Eventually, I would meet a friend, and my life would change in unexpected ways. Rediscovering adult female conversation, and camaraderie, seeing Rhiannon learn to parallel play and communicate with other children. In the mornings, I would walk her to preschool and we would make up songs to remember how to spell her name. It was a steep hill from our apartment to the school, and the weight of my burgeoning belly got to be too much, so we began driving Jake to the ferry in the morning, groggy mornings, Jake handsome in his dress shirts, and Rhiannon and I in our pajamas. On one of the days we were able to use the car, we dressed in our nicest clothes, made a plate of peanut chicken and met Jake after his evening commute so the three of us could have a date.
It wasn't until we moved upstate and had Lucas that I got my own car. By then, I had made new friends and found my old friends, and welcomed the gift of my parents back in my every day world. But even then, finances were thin, and most of my days were spent caring for a kindergartener, a toddler and a newborn, with nothing but General Hospital and The Wiggles for company. On the weekends, Jake and I would work from morning until evening gutting our house and rebuilding it, tile by tile, sheetrock panel by sheetrock panel.

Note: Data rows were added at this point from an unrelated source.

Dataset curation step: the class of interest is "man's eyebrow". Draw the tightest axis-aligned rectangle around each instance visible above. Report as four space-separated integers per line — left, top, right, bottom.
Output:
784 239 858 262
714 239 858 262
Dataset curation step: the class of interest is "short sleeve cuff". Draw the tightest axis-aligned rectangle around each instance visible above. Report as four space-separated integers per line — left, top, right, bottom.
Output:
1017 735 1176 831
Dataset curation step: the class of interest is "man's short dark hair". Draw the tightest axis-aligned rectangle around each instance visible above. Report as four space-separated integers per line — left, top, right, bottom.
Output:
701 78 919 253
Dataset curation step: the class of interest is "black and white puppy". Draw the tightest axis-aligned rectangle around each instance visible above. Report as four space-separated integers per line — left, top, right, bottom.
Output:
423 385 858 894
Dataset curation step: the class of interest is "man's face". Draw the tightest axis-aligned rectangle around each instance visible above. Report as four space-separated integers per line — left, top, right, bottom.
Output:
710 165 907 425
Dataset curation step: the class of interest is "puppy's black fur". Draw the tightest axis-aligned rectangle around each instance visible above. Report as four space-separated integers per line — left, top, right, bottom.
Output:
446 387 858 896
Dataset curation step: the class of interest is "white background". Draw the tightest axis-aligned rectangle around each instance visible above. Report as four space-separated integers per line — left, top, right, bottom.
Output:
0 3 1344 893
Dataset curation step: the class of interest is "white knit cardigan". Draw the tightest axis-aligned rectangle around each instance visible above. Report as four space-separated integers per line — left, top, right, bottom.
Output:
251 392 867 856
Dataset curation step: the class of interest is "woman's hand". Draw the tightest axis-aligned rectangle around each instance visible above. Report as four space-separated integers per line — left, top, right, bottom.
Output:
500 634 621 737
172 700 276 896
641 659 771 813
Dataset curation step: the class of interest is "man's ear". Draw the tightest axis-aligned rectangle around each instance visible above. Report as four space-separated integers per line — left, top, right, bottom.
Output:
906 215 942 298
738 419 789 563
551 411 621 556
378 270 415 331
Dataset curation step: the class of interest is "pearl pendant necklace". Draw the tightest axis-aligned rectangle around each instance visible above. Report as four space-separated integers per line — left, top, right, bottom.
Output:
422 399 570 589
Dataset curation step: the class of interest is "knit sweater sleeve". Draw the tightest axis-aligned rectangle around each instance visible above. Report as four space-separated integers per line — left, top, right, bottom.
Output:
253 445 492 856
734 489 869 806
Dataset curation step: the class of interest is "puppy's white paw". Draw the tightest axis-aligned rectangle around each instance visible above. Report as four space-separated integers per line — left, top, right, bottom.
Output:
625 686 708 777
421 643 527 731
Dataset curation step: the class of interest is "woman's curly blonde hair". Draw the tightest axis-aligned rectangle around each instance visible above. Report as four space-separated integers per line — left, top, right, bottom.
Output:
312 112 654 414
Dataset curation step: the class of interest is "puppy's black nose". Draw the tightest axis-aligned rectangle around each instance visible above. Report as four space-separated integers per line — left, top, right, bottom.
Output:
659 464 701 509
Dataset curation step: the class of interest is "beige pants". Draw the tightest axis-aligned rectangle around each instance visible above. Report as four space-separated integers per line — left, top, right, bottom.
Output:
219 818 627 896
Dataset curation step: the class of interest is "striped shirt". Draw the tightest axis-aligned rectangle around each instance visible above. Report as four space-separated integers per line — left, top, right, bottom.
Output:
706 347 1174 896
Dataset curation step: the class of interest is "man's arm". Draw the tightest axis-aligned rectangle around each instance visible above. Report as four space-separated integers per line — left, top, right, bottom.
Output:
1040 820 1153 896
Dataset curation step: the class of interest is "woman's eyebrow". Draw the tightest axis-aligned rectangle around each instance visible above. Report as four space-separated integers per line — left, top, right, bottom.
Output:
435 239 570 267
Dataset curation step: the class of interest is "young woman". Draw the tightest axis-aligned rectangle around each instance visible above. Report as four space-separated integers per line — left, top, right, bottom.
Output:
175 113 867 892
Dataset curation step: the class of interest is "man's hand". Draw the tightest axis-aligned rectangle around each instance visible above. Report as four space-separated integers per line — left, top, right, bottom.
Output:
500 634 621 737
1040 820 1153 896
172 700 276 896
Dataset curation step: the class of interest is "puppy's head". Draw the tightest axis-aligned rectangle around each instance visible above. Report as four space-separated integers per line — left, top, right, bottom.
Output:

Fifteen years later, the world has had its own blackout in a way. We are all in our houses and apartments, locked and loaded with wanderlust and yearning for normalcy. Some parents lament louder than others- one comment online comparing being home with a child to imprisonment enough to make me shut off the computer. I have found a piece of me in this disorder that was buried in a rubble of time. There is nostalgia and gratitude like a vine winding its way through my consternation. I have joked that all of those years ago, perhaps I was in training. While other 22 year olds were traveling, and experimenting with recreational drugs, and finishing school, I was learning to keep myself company. I was learning that my children can fill my days, and it is my choice whether I relish their company or grow resentful. My circumstances have changed. My house is bigger and my budget is bigger and my kids are bigger, but some things are the same. There are still neighbors drinking beer by their pool while I watch on, and there are still days where the loneliness is where I lay my head at night. Jake is done with school, and is there to cuddle with, though most nights it is he who is falling asleep to my voice and not my kids. But I am so appreciative for this thing we built. Tile by tile, moment by moment, we have come far. We do not need to leave this structure. We are safe at home. This home we built.